Tuesday, January 13

IMF continues warning on US deficit By Shihoko Goto
The I.M.F. forcefully argues that the United States will need to adjust taxes and spending to bring its finances under control; the recovery alone won't do it. The fund's report warns that America's profligacy and its voracious appetite for credit will drive up interest rates around the world, threatening the global economic recovery and American productivity growth.

The U.S. budget deficit is burgeoning from rising defense and security spending, even as tax cuts are lowering government revenue, amid increasing demands on the budget from the retiring baby boom generation, the International Monetary Fund cautioned once again Wednesday....

The IMF warned that the large fiscal deficits will likely continue over the next decade as the administration keeps on cutting taxes on the one hand, while increasing defense and social spending on the other.

...the pace in which the deficit was growing as well as its sheer size [make] the current account deficit a significant liability to U.S. economic prospects.

At the same time, the IMF warned that the evaporation of fiscal surpluses accumulated over the 1990s "has left the budget less well-prepared to cope with the retirement of the baby boom generation, which will begin later this decade and place massive pressure on the social security and Medicare systems."

"Without the cushion provided by earlier surpluses, there is less time to address these programs' underlying insolvency to address these programs' underlying insolvency before government deficits and debt begin to increase unsustainably, making more urgent the need for meaningful reform," the IMF added.

As such, the international agency argued that the United States should focus its economic policy on restoring a budget balance, and quickly at that. While the IMF recognized the need for more military and security spending in light of the terrorist attacks and new global risks that need to be addressed, it nonetheless stressed the need for more disciplined spending by the government. It also called for better, and broader, ways of increasing the tax base, for example by reducing corporate and personal income tax preferences including corporate tax shelters and mortgage interest deductibility. It also reported that energy taxes "which are comparatively light in the United States", could be a good way of increasing government income.

While economists may argue on whether the IMF's assessment of the state of the U.S. economy and its suggestions for dealing with the ballooning deficits, it is unlikely that U.S. policymakers will take much, if any, of the IMF's warnings and suggestions to heart. For one, neither the Republican nor Democratic administration has had a track record of not taking much notice of what the IMF suggests about directing the U.S. economy.
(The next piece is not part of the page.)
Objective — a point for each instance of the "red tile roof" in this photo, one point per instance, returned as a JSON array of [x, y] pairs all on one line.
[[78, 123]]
...given that the IMF is prescribing such measures such as eliminating corporate tax shelters and introducing bigger energy taxes as the nation gears up for a presidential election, such unpopular policies suggested by an international organization are highly unlikely to gain much support among U.S. policymakers.
And as William H. Gross says,
We are trying to do too much, borrow too much, spend too much, and sooner or later we will have to suffer the consequences. We are a country in the beginning stages of what can best be described as hegemonic decay.
I'm pretty disgusted with Bush's spending. But the Democrats don't inspire much confidence, either.